The Book of Common Prayer
If we go back to the sixteenth cen tury we find that for both Protestants and Catholics the "fear of God" was a basic emotion of the Christian life and a necessary ingredient of authentic spirituality. The affection or emotion of godly fear is certainly fundamental to the spirituality set forth and encouraged by the English Book of Common Prayer of 1662.
The Catechism in the Prayer Book explains "my duty towards God" as "to believe in him, to fear him, and to love him, with all my mind, with all my soul and with all my strength." At confirmation the bishop prays for the candidates in these words: "Fill them, O Lord, with the spirit of thy holy fear, now and for ever. Amen."

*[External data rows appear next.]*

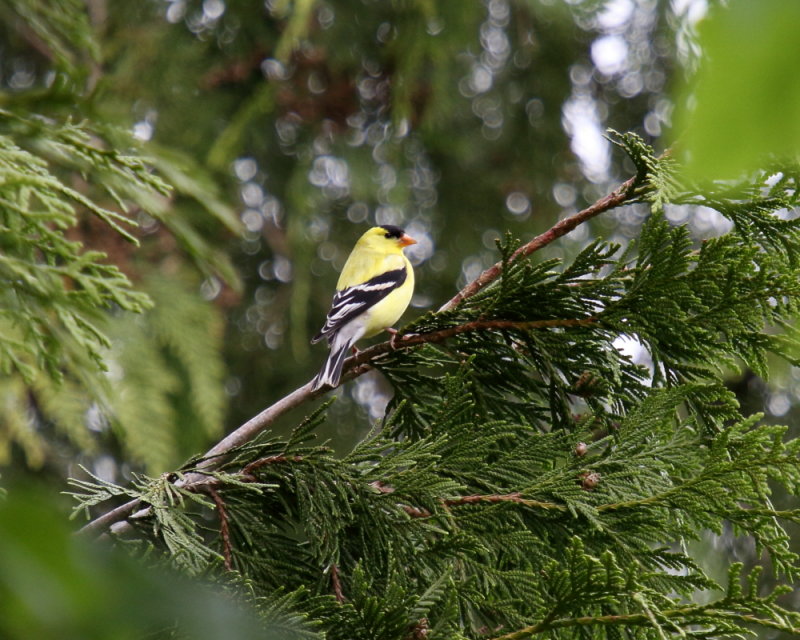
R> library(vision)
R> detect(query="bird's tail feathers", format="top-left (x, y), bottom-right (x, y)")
top-left (312, 330), bottom-right (363, 391)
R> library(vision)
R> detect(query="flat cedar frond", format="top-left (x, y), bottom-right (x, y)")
top-left (72, 136), bottom-right (800, 640)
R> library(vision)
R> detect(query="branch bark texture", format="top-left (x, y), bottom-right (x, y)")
top-left (79, 177), bottom-right (638, 536)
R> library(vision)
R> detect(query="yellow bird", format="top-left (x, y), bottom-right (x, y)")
top-left (311, 224), bottom-right (417, 391)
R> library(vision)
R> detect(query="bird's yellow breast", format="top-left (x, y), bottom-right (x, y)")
top-left (364, 257), bottom-right (414, 338)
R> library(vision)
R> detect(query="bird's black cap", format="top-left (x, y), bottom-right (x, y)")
top-left (381, 224), bottom-right (406, 239)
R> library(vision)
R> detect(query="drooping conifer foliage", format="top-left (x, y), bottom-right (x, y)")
top-left (0, 0), bottom-right (800, 640)
top-left (70, 135), bottom-right (800, 639)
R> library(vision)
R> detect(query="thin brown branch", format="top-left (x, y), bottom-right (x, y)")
top-left (439, 176), bottom-right (639, 311)
top-left (206, 485), bottom-right (233, 571)
top-left (79, 172), bottom-right (638, 535)
top-left (331, 562), bottom-right (345, 604)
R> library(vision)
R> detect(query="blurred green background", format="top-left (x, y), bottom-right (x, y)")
top-left (0, 0), bottom-right (800, 637)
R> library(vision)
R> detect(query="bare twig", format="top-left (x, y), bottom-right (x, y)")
top-left (79, 172), bottom-right (638, 535)
top-left (439, 176), bottom-right (639, 311)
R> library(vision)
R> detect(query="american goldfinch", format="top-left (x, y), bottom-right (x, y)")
top-left (311, 224), bottom-right (417, 391)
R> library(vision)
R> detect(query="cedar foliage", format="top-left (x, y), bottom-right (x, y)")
top-left (74, 134), bottom-right (800, 640)
top-left (0, 0), bottom-right (800, 639)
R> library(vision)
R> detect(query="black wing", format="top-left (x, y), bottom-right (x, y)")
top-left (311, 267), bottom-right (408, 343)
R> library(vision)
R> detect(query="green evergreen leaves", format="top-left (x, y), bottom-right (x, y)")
top-left (70, 137), bottom-right (800, 640)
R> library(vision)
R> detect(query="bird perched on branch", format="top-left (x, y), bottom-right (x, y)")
top-left (311, 224), bottom-right (417, 391)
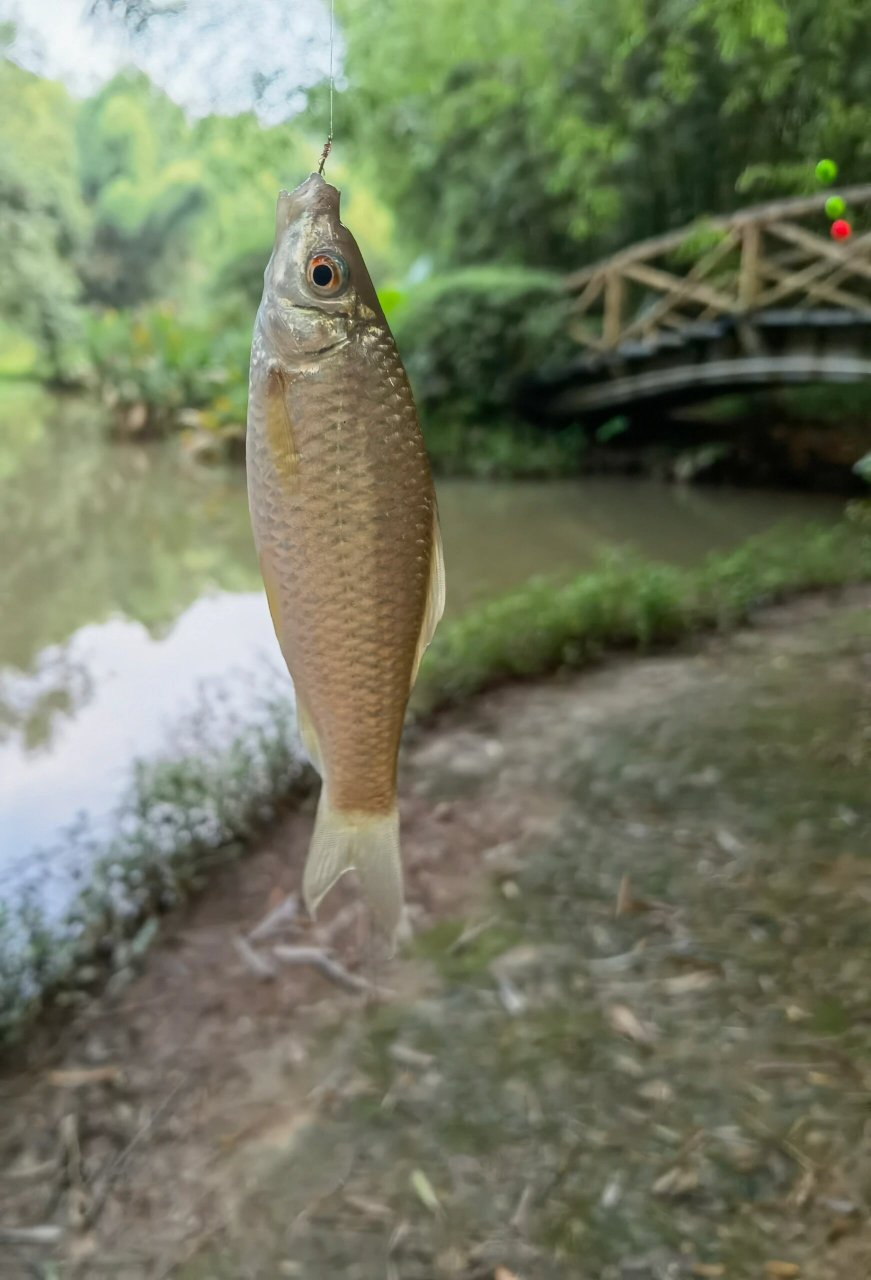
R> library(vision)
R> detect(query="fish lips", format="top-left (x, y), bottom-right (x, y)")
top-left (275, 173), bottom-right (342, 242)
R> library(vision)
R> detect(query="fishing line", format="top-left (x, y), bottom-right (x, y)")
top-left (318, 0), bottom-right (336, 177)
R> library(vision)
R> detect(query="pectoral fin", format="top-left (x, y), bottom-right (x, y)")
top-left (411, 511), bottom-right (444, 687)
top-left (264, 369), bottom-right (300, 493)
top-left (296, 695), bottom-right (324, 777)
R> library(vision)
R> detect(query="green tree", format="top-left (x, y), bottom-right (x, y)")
top-left (337, 0), bottom-right (871, 269)
top-left (0, 28), bottom-right (86, 380)
top-left (77, 72), bottom-right (206, 306)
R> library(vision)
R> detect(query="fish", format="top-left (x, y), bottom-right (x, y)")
top-left (246, 173), bottom-right (444, 945)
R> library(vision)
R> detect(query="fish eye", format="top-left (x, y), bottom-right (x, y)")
top-left (306, 253), bottom-right (348, 297)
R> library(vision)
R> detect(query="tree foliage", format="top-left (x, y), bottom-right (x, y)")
top-left (330, 0), bottom-right (871, 268)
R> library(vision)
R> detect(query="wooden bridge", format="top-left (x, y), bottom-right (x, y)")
top-left (524, 184), bottom-right (871, 420)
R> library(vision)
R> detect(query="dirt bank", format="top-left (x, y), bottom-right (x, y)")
top-left (0, 589), bottom-right (871, 1280)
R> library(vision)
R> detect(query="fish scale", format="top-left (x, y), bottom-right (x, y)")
top-left (246, 175), bottom-right (443, 932)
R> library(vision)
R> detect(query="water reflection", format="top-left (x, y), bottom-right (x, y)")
top-left (0, 390), bottom-right (840, 897)
top-left (0, 593), bottom-right (289, 897)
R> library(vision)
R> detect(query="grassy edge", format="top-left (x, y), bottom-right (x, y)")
top-left (0, 514), bottom-right (871, 1044)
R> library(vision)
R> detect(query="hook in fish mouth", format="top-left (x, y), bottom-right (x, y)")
top-left (275, 173), bottom-right (342, 232)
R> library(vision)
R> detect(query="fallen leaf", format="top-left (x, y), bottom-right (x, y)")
top-left (614, 874), bottom-right (631, 916)
top-left (638, 1080), bottom-right (675, 1102)
top-left (410, 1169), bottom-right (442, 1216)
top-left (662, 969), bottom-right (717, 996)
top-left (653, 1165), bottom-right (698, 1199)
top-left (608, 1005), bottom-right (657, 1044)
top-left (49, 1066), bottom-right (124, 1089)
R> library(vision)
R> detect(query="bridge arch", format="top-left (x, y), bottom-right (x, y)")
top-left (534, 184), bottom-right (871, 419)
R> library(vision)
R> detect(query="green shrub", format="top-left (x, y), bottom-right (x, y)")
top-left (391, 266), bottom-right (573, 422)
top-left (87, 305), bottom-right (251, 442)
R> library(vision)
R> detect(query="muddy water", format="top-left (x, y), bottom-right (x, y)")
top-left (0, 390), bottom-right (842, 916)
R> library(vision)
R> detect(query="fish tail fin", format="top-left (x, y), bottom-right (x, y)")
top-left (302, 788), bottom-right (402, 943)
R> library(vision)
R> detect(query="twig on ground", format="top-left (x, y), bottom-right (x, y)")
top-left (273, 946), bottom-right (391, 996)
top-left (0, 1222), bottom-right (64, 1244)
top-left (247, 893), bottom-right (300, 942)
top-left (233, 937), bottom-right (278, 982)
top-left (82, 1079), bottom-right (184, 1228)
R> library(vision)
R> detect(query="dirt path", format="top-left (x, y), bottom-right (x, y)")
top-left (0, 590), bottom-right (871, 1280)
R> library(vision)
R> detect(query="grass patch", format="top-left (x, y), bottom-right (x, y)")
top-left (414, 520), bottom-right (871, 712)
top-left (0, 514), bottom-right (871, 1042)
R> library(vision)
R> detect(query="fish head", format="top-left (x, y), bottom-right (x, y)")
top-left (260, 173), bottom-right (386, 365)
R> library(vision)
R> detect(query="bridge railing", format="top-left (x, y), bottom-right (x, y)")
top-left (566, 184), bottom-right (871, 352)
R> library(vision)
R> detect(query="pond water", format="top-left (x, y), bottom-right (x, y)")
top-left (0, 389), bottom-right (843, 921)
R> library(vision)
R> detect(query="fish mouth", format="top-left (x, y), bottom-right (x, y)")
top-left (278, 173), bottom-right (342, 225)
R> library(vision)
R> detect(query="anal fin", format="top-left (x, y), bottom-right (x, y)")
top-left (411, 511), bottom-right (444, 687)
top-left (296, 696), bottom-right (324, 777)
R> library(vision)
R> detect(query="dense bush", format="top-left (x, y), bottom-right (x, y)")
top-left (87, 305), bottom-right (251, 443)
top-left (392, 266), bottom-right (571, 421)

In the Litany the Church prays that "it may please thee to give us an heart to love and dread thee" and that God would rule the sovereign's heart in "thy faith, fear and love." In the marriage rite the first cause given for the institution of matrimony is "the procreation of children to be brought up in the fear and nurture of the Lord and to the praise of his holy name."
The Collect for the Second Sunday after Trinity begins: "O Lord, who never failest to help and govern them whom thou dost bring up in thy steadfast fear and love . . .". And in the Order for the administration of the Lord's Supper the priest praises God for the faithful departed: "We bless thy holy name for all thy servants departed this life in thy faith and fear." In the same prayer he has already asked God that the assembled congregation "with meek heart and due reverence" may hear and receive the divine Word.
Obviously, Archbishop Thomas Cranmer and the other theologians who worked on the Book of Common Prayer felt no tension between the godly affections of fear and love. In fact, as the sermons and treatises of that period indicate, clergy were well aware of the variety of meanings of the word "fear" in the Bible. However, they believed that there is a right and appropriate use of fear as a necessary affection of the soul as it comes before God in the name of Jesus Christ.
They knew something that we in a generation of instancy and of familiarity seem to have forgotten. They knew that a profound reverence and dread of the eternal, infinite, holy God who is our Creator, Redeemer, and Judge, is the very foundation of our true spiritual worship, service, love, and obedience. While He has united himself to us by the Incarnation, and while He bids us to come boldly to Him through Jesus, He still expects us to come to Him in holy dread and reverence, always aware of who He is and what we are.
Some would argue that one weakness of both modern Anglican and Roman Catholic liturgies, and especially of charismatic services, is that the emotion of godly fear is often minimized, marginalized, or even eliminated altogether. Though part of the problem is the liturgical rites themselves, often those who preside believe that to be joyful in the Lord a believer must not have any feelings of dread before God.
I do not suggest that they reject godly fear, but that they do not see that this emotion of the regenerate soul ought to develop in worship. They have simply absorbed the modern view that fear belongs to the old and not to the new covenant.
Conclusion
If godly fear is a genuine part of authentic Christian spirituality, we need to ask whether our piety and worship allows for the proper exercise of godly fear.
My own conviction is that godly fear is a genuinely Christian emotion and that we can and must recover it in our spirituality and worship, without losing our sense of charismatic power and joy. For Anglicans the use of the Book of Common Prayer might help in the recovery of the sense of fear, awe, and dread before the LORD, the living God.